Farmers, workers’ ‘historic’ rally against Centre from Ramlila Maidan to Parliament Street

To demand end to govt’s ‘anti-worker, anti-people policies’

September 05, 2018 01:40 am | Updated 09:46 am IST - NEW DELHI

The Mazdoor Kisan Sangharsh rally will begin from Ramlila Maidan go up to Parliament Street.

The Mazdoor Kisan Sangharsh rally will begin from Ramlila Maidan go up to Parliament Street.

Young farmer Swaroop Kunnampully and his troupe of friends left Palakkad, Kerala, a week ago, and have biked their way through 2,500 km of southern and central Indian roads to make it to Delhi on Tuesday morning.

Tribal farmer Rajaram Kakdu Bhangre boarded a special chartered train from Nashik, Maharashtra, which reached the Capital late on Monday night. Anganwadi worker Manjula Patel took a three-day train journey from Bagalkot, Karnataka.

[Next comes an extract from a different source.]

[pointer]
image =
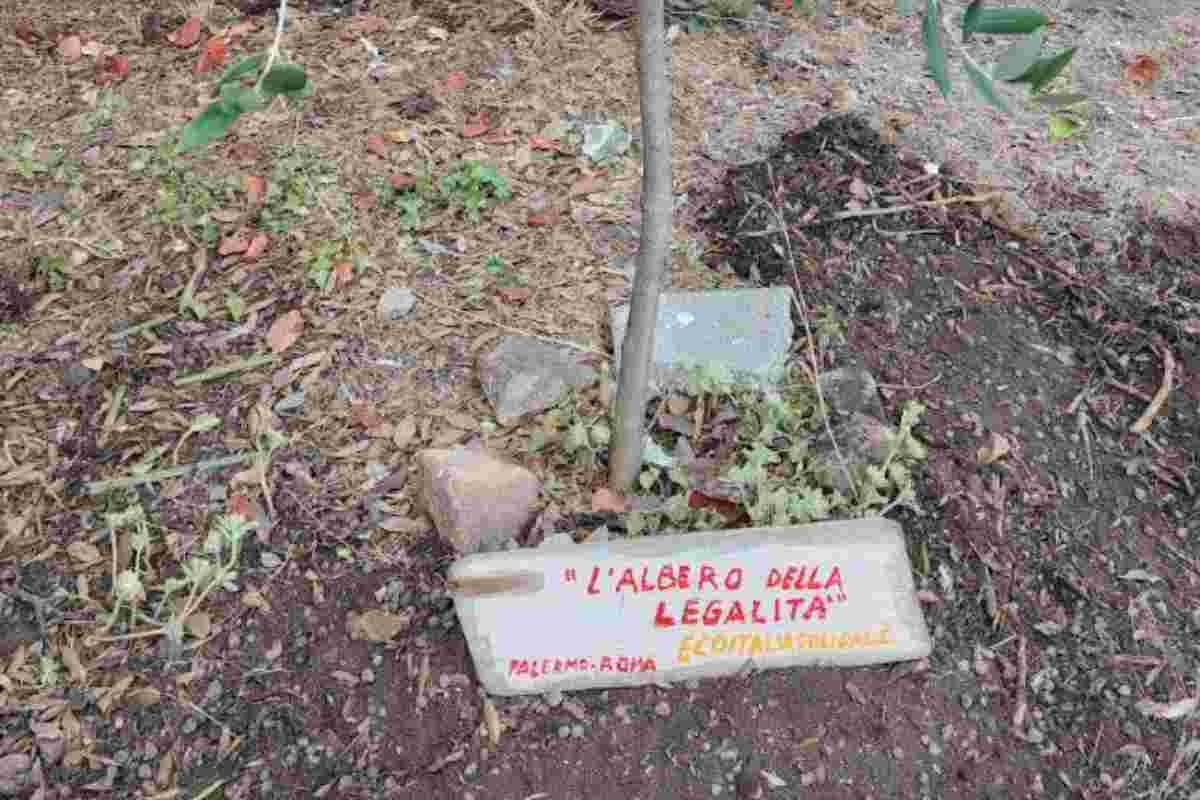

On Wednesday morning, they will join farmers, workers and agricultural labourers from across the country for the last few kilometres of their journey, walking from Ramlila Maidan to Parliament Street for a Mazdoor Kisan Sangharsh Rally organised by unions affiliated to the CPI(M). Other unions of white collar workers are also expected to join in.

Their main demands are debt waivers for poor farmers and an implementation of the Swaminathan Commission’s recommendations for a more comprehensive minimum support price (MSP) for crops; a minimum wage of at least ₹18,000 per month and an end to anti-worker labour law reform; and universal social security, food security, pensions, health, housing and education benefits for all.

Organisers expect at least two lakh people to participate in the rally, which is being touted as a “historic” coming together of farmers and workers. “Tomorrow [Wednesday]’s agitation is significant because for the first time you have worker and peasant unity in action,” CPI(M) general-secretary Sitaram Yechury said.

Common concerns

“We have common concerns and a common enemy...Together, we are protesting the government’s anti-worker, anti-people and anti-national policies,” All India Kisan Sabha general-secretary Hannan Mollah told reporters at Ramlila Maidan — the campsite for protesters.

The overlap between farmers and workers’ issues can be seen in the lived experience of many of the protesters streaming into the camp. Patel is an anganwadi worker, but belongs to a farming family. “I earn ₹8,000 per month, but we are demanding a minimum wage of ₹18,000 for all,” she says. “I want my children to study, to have the chance of becoming doctors or civil servants. Farming cannot provide sufficient income to give them an education.”

Similarly, Bhangre, an Adivasi farmer, is forced to sell his labour in the city for four months of the year in order to earn any income due to the failure of the Forest Rights Act to give him a land ownership title. “No one in my village has debts, because no one is even willing to give us a loan without land rights,” he says. “Neither is MSP of any use to me; the government does not procure my rice, so I must sell to a middleman or broker at not more than ₹10/kg.” The MSP for paddy this year is ₹17.50 per kg.

He participated in the ‘Kisan Long March’ from Nashik to Mumbai in March, in many ways a precursor to the Delhi rally. “The [Maharashtra] Chief Minister assured us that our demands would be fulfilled within six months but nothing has changed, so we have come to make our demands at the Centre,” he added.

Kunnampully was also inspired by the ‘Long March’, and his motorbike troupe — including farmers, an electrician and an auto driver — chose to ride through nine States to see the plight of farmers in other parts of the country for themselves. “We have realised that Kerala farmers are actually very lucky. We get a lot of subsidies, our rice is bought by the government at a rate of ₹24 per kg. We hope that by bringing together people from all over, the government will be pressured to act on our demands,” he said.